Wanita dengan pakaian kurang bahan itu berdiri tegap di depan Rahman. Wajahnya sudah mulai tak bersahabat.

"Kenapa bisa? Kamu tanya itu, Mas? Tentu saja bisa. Kita melakukan hubungan itu suka sama suka. Lalu, setelah merasakan surga duniawi, kamu bertanya kenapa? Wajar jika aku hamil. Aku juga wanita!" seru Sari tak terima dengan pertanyaan Rahman.

Rahman memijat pelipisnya. Kepalanya mulai dipenuhi pertanyaan. Entah tentang Sari atau rumah tangganya bersama Ayu.

"Kita hanya melakukannya dua kali, Sari. Apa benar kamu bisa langsung hamil? Sedangkan dengan mantan suamimu saja, kamu tidak hamil," papar Rahman tanpa filter. Dia sudah tidak peduli lagi dengan perasaan Sari. Rasa penasarannya sudah sampai ubun-ubun.

Sari yang memang sudah tersulut emosi, semakin emosi karena pemaparan Rahman.

"Kamu meragukan aku, Mas?! Kenapa mengungkit masa laluku? Ini anakmu! Aku hanya melakukannya denganmu, hanya denganmu!" Sari berteriak tak terima.

Rahman yang takut kalau suara Sari mengundang tetangga lain pun bergegas berdiri. Dia membungkam mulut wanita itu.

"Stttt! Pelankan suaramu, Sar! Kamu bisa mengundang tetangga datang!" protes Rahman.

Sari menyentak tangan Rahman dari mulutnya.

"Biar, biarkan saja! Biar tetangga tahu hubungan gelap kita. Kalau perlu, istrimu tahu semuanya!" Sari semakin menjadi.

Rahman tersentak mendengar ancaman Sari. Lalu, otaknya mulai mengingat tentang paket yang Ayu sebutkan.

"Sari! Jangan bilang kamu yang mengirim paket untuk Ayu?!" tanya Rahman dengan wajah pias. Dia memegang bahu Sari erat.

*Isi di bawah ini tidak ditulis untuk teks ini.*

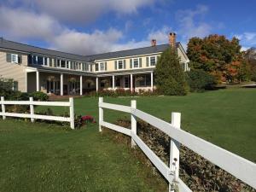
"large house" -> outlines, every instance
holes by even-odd
[[[43,91],[55,95],[83,95],[101,89],[151,90],[154,69],[160,54],[169,46],[177,49],[184,71],[189,58],[176,34],[169,44],[79,55],[42,49],[0,38],[0,77],[13,79],[14,89],[22,92]]]

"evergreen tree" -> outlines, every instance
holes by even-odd
[[[161,54],[155,67],[157,90],[166,96],[186,95],[184,72],[177,50],[172,47]]]

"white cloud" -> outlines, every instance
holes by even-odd
[[[245,32],[241,34],[235,34],[234,36],[242,44],[241,50],[247,49],[250,47],[256,47],[256,32]]]
[[[50,39],[62,26],[46,15],[0,7],[0,31],[12,38]]]
[[[176,20],[179,25],[178,34],[183,36],[183,40],[187,41],[192,37],[203,38],[211,33],[212,26],[198,20],[207,12],[208,7],[205,5],[198,5],[194,10],[186,9],[177,12]]]
[[[148,40],[156,39],[158,44],[167,44],[168,43],[168,34],[172,32],[172,28],[164,26],[161,29],[157,31],[152,31],[148,36]]]
[[[92,33],[67,31],[55,37],[52,47],[62,51],[80,55],[91,55],[113,50],[113,44],[122,38],[122,32],[116,29],[107,32],[95,31]]]
[[[112,2],[113,1],[115,0],[112,0]],[[132,2],[137,4],[135,1],[127,3]],[[153,1],[139,2],[146,3],[146,2]],[[128,6],[128,4],[126,5]],[[134,6],[131,6],[131,11],[135,11]],[[120,41],[125,35],[122,31],[115,28],[83,32],[67,27],[55,17],[46,14],[3,6],[0,7],[0,31],[5,36],[4,38],[23,42],[27,40],[42,41],[47,43],[51,49],[80,55],[150,46],[152,38],[155,38],[158,44],[166,44],[168,43],[168,33],[171,31],[170,27],[163,26],[161,29],[152,30],[148,36],[141,41],[131,39],[123,44]],[[125,26],[128,29],[132,25],[132,22],[128,21]]]
[[[156,0],[13,0],[22,7],[54,16],[61,21],[88,23],[108,12],[134,14]],[[14,3],[9,4],[15,4]]]

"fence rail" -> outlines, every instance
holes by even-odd
[[[131,113],[131,129],[105,122],[103,108]],[[166,165],[137,135],[137,118],[158,128],[171,137],[169,166]],[[103,102],[102,97],[99,98],[99,131],[102,131],[102,127],[104,126],[130,136],[131,147],[137,145],[169,182],[169,191],[172,191],[171,184],[174,181],[176,181],[179,191],[191,191],[178,177],[180,143],[256,189],[256,164],[181,130],[180,122],[181,114],[179,113],[172,113],[172,123],[170,124],[137,109],[136,101],[131,101],[131,107],[128,107],[106,103]]]
[[[72,129],[74,129],[73,98],[72,97],[69,98],[69,102],[34,102],[32,97],[30,97],[29,101],[4,101],[4,97],[1,96],[0,104],[2,107],[0,116],[3,116],[3,119],[5,119],[6,117],[18,117],[30,118],[32,122],[34,122],[35,119],[65,121],[70,122],[70,127]],[[30,106],[30,113],[16,113],[6,112],[6,105],[28,105]],[[34,106],[69,107],[69,117],[35,114]]]

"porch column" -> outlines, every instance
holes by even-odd
[[[153,82],[154,82],[154,79],[153,79],[153,72],[151,72],[151,90],[152,91],[154,90],[154,84],[153,84]]]
[[[61,74],[61,96],[63,96],[63,73]]]
[[[40,77],[39,77],[39,72],[37,71],[37,91],[40,91]]]
[[[112,76],[112,89],[114,90],[114,75]]]
[[[83,96],[83,76],[80,75],[80,96]]]
[[[96,77],[96,91],[98,92],[99,90],[99,79]]]
[[[130,79],[131,79],[131,91],[132,91],[132,90],[133,90],[133,87],[132,87],[132,74],[131,74],[131,78],[130,78]]]

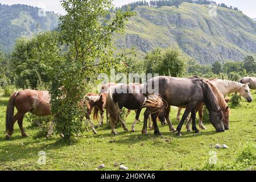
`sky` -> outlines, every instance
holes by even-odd
[[[113,0],[115,6],[121,6],[138,0]],[[150,1],[150,0],[147,0]],[[228,6],[237,7],[240,10],[253,18],[256,18],[256,1],[255,0],[215,0],[217,3],[224,3]],[[37,6],[44,9],[55,11],[60,14],[64,14],[59,0],[0,0],[2,4],[24,4]]]

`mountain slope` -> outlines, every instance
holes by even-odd
[[[178,46],[201,64],[241,61],[256,55],[256,23],[237,11],[218,7],[210,17],[208,5],[183,3],[179,8],[138,7],[118,47],[135,46],[144,55],[154,47]]]
[[[38,7],[0,3],[0,49],[10,52],[16,38],[51,30],[57,27],[58,21],[56,14],[42,12]]]

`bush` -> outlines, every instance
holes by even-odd
[[[207,107],[204,106],[203,109],[203,121],[204,122],[210,122],[210,114]]]
[[[240,107],[242,99],[240,95],[235,93],[230,100],[230,107],[232,108]]]
[[[10,97],[11,95],[16,90],[16,87],[14,85],[6,85],[3,87],[3,96]]]

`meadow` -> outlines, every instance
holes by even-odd
[[[252,91],[256,98],[256,92]],[[163,136],[141,134],[142,122],[135,126],[135,133],[119,127],[118,135],[110,134],[106,126],[98,128],[98,135],[85,132],[77,142],[67,145],[59,135],[49,139],[34,138],[38,130],[26,122],[24,126],[28,138],[23,138],[15,125],[14,133],[9,140],[5,138],[5,110],[9,98],[0,95],[0,170],[118,170],[123,163],[129,170],[256,170],[256,100],[232,109],[230,130],[216,133],[210,123],[204,123],[206,130],[200,133],[186,132],[176,136],[167,126],[160,126]],[[175,127],[177,110],[172,108],[171,118]],[[143,119],[141,114],[141,119]],[[126,119],[130,129],[134,119],[132,111]],[[95,122],[96,124],[96,122]],[[211,144],[225,144],[228,148],[212,148]],[[46,164],[39,164],[38,153],[46,152]],[[212,151],[216,152],[217,164],[209,163]],[[116,164],[116,165],[115,165]]]

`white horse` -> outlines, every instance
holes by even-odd
[[[248,83],[241,84],[235,81],[221,79],[213,79],[209,80],[209,81],[210,81],[210,82],[217,87],[218,90],[224,97],[229,94],[239,92],[240,95],[245,98],[248,102],[251,102],[253,101],[253,98],[250,92],[250,88],[248,86]],[[199,127],[203,130],[205,130],[207,128],[204,126],[204,125],[203,125],[203,105],[202,105],[201,108],[199,110]],[[179,121],[181,109],[182,108],[179,108],[177,114],[177,120]],[[192,119],[190,118],[187,123],[186,127],[188,131],[191,131],[191,129],[190,129],[191,121]]]

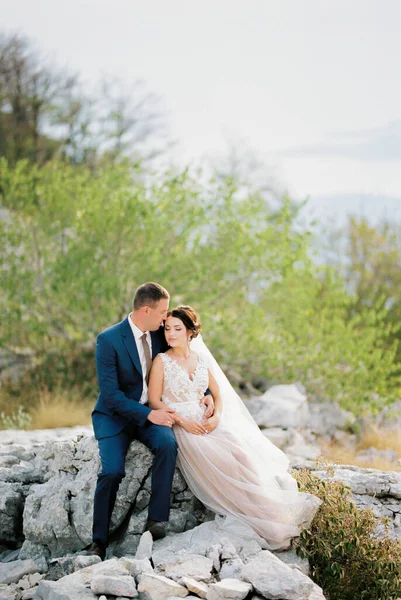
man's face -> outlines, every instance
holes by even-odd
[[[151,306],[147,307],[146,325],[149,331],[156,331],[159,329],[160,325],[167,317],[168,305],[168,298],[162,298],[153,308]]]

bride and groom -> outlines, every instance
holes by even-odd
[[[92,421],[101,472],[87,554],[105,557],[134,439],[154,455],[146,524],[153,539],[165,536],[178,460],[188,487],[209,509],[247,523],[269,549],[286,548],[320,500],[298,491],[287,457],[260,432],[198,337],[196,312],[189,306],[169,312],[168,305],[167,290],[145,283],[133,311],[97,338],[100,393]]]

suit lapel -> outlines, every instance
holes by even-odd
[[[143,377],[141,361],[139,360],[138,348],[136,347],[134,334],[132,333],[132,329],[130,327],[130,324],[128,323],[128,317],[124,319],[124,321],[121,323],[121,336],[123,338],[124,346],[127,348],[128,354],[130,355],[132,362]]]
[[[160,329],[158,331],[150,332],[150,337],[152,339],[152,360],[161,350],[160,335],[163,335],[163,333],[160,334]]]

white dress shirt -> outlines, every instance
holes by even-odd
[[[136,347],[138,348],[139,360],[141,361],[142,374],[143,374],[143,390],[142,396],[139,400],[140,404],[146,404],[148,402],[148,384],[146,383],[146,358],[143,350],[143,343],[141,337],[146,333],[146,339],[149,344],[150,356],[152,356],[152,338],[149,331],[141,331],[139,327],[131,319],[131,315],[128,315],[128,323],[130,324],[131,331],[135,338]]]

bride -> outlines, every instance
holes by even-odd
[[[170,349],[153,361],[149,405],[177,413],[178,466],[188,487],[213,512],[250,525],[269,550],[287,548],[321,501],[298,491],[286,455],[260,432],[203,341],[195,340],[196,312],[178,306],[164,330]],[[215,404],[209,418],[199,404],[207,388]]]

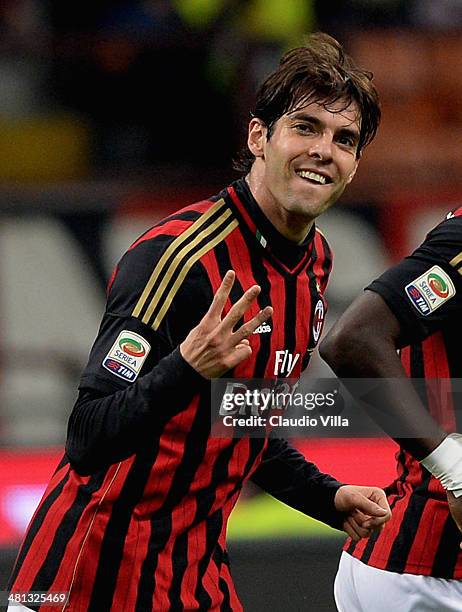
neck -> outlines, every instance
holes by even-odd
[[[280,234],[296,244],[301,244],[312,228],[314,220],[290,213],[277,205],[254,166],[245,180],[258,206]]]

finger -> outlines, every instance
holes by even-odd
[[[253,334],[253,332],[259,327],[262,323],[267,321],[273,315],[273,308],[271,306],[266,306],[263,310],[253,317],[247,323],[244,323],[237,331],[234,332],[232,339],[233,342],[243,342],[247,336]]]
[[[348,524],[348,522],[347,522],[347,521],[344,521],[344,523],[343,523],[342,527],[343,527],[343,531],[345,531],[345,532],[346,532],[346,534],[350,536],[350,538],[353,540],[353,542],[359,542],[359,540],[360,540],[361,538],[360,538],[360,537],[359,537],[359,535],[356,533],[356,531],[354,531],[354,530],[353,530],[353,529],[350,527],[350,525]]]
[[[221,281],[221,285],[218,287],[217,292],[213,296],[212,303],[210,304],[210,308],[207,311],[206,317],[216,317],[221,319],[221,315],[223,313],[223,308],[225,307],[226,300],[229,298],[229,294],[231,293],[231,289],[234,285],[234,279],[236,278],[236,273],[234,270],[228,270]]]
[[[238,321],[242,319],[244,314],[250,308],[261,289],[258,285],[253,285],[244,293],[243,296],[232,306],[226,317],[221,322],[221,327],[225,331],[232,331]]]

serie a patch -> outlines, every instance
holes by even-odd
[[[433,266],[406,285],[405,291],[414,307],[425,317],[456,294],[452,280],[439,266]]]
[[[135,332],[120,332],[111,350],[103,360],[103,367],[111,374],[133,382],[149,355],[151,345]]]

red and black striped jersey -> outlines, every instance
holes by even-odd
[[[210,435],[209,385],[177,348],[233,269],[226,311],[255,283],[262,291],[245,319],[274,308],[233,376],[286,377],[276,351],[294,357],[298,376],[319,339],[330,268],[319,231],[288,241],[244,180],[132,245],[111,279],[66,455],[26,533],[13,591],[68,591],[72,612],[240,610],[225,537],[248,478],[341,524],[340,484],[285,441]]]
[[[411,256],[368,287],[385,299],[400,322],[407,375],[440,379],[438,384],[447,389],[423,393],[419,385],[427,409],[448,433],[462,425],[454,396],[454,379],[462,378],[461,215],[462,209],[450,213]],[[391,520],[380,535],[356,545],[349,541],[345,550],[379,569],[462,578],[460,533],[443,487],[404,449],[396,458],[397,478],[386,489]]]

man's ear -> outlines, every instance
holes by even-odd
[[[266,132],[267,128],[263,121],[253,117],[249,123],[247,146],[255,157],[264,157]]]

Sari menyeringai, "Kalau iya, kenapa? Akan aku beri tahu istri sialanmu itu. Aku sudah tidak tahan menjadi simpanan. Kamu harus menikahiku, Mas!" seru Sari, terus menekan Rahman.

Rahman mengerang sembari mengacak rambutnya, frustasi. Semua katakutannya akan terwujud jika Sari melakukan hal nekat itu. Dia tidak mungkin menikahi Sari. Niat awalnya hanya bermain-main, tidak untuk serius, apalagi sampai Sari hamil.

Rahman menatap Sari dengan tatapan datar. Dia menghela napas berkali-kali, berharap ketenangan hadir agar bisa mencari jalan keluar.

"Tidak. Aku tidak bisa menikahimu, Sari," jawab Rahman akhirnya. Cukup lama dia bergelut dengan pikirannya sendiri.

Mata Sari membulat dengan mulut menganga. Angan akan sambutan baik dari Rahman mengenai kehamilannya menguap begitu saja. Ini tidak sesuai dengan dugaannya.

"Kenapa? Kenapa tidak bisa?!" Kali ini Sari meremas tangan kekar Rahman.

Tatapan yang biasanya lembut, kini berubah dingin dan tajam. "Karena aku mencintai Ayu. Aku sudah menikah dengan Ayu, Sari. Jangan lupakan fakta itu."

Gigi Sari bergemeletuk, wajah ber-make up-nya berubah memerah. Terlihat jelas kemarahan mulai menguasai wanita itu.

"Tidak. Kalau kamu memang mencintai Ayu, kenapa kamu berhubungan denganku, Mas?"

Tepat sasaran. Pertanyaan Sari menghunus jantung Rahman. Kenapa dia merasa takut sekarang? Dulu, saat melakukan adegan tak senonoh dengan Sari, bahkan logikanya tak berjalan.

Kini, saat semua terlanjur semakin dalam, rasa sesal baru hadir ikut serta.

"Tidak, Sari. Aku tidak bisa. Gugurkan saja kandunganmu," ucap Rahman enteng, seenteng tangan Sari yang melayang ke wajah tampannya.

Suara tamparan menggema di ruang tamu itu. Dada Sari naik turun dengan amarah melingkupinya. Setelah sekian lama menantikan seorang anak dan betapa bahagianya saat kenyataan bahwa benih itu dari laki-laki yang didambakan, tapi malah penolakan yang dia dapat.

"Gila kamu, Mas! Ini darah dagingmu!" sentak Sari, kali ini air matanya luruh.

"Tapi aku tidak bisa, Sari. Aku tidak bisa menikahimu. Aku sudah punya istri. Kamu tahu itu," elak Rahman, tetap teguh pendirian.

Sari mengepalkan tangan. Selalu Ayu dan Ayu yang diutamakan. Dia pikir, kehamilannya akan mengeser wanita berjilbab itu dari hati Rahman, tapi nyatanya tidak semudah itu.

"Oh begitu, Mas? Baiklah. Jika itu maumu, akan kuberitahu Ayu siapa sebenarnya aku."

Mata Rahman terbelalak mendengar ucapan Sari.

"Akan aku katakan, kalau kita selingkuh dan tengah mengandung anakmu," tambah Sari membuat wajah Rahman pucat pasi.

Rahman tidak akan membiarkan itu. Dia hendak mengelak, tapi tiba-tiba ....

"Siapa yang hamil?" tanya seseorang sembari membuka pintu rumah Sari yang lupa di kunci.

Seketika tubuh Rahman menengang dan Sari kaget bukan kepalang.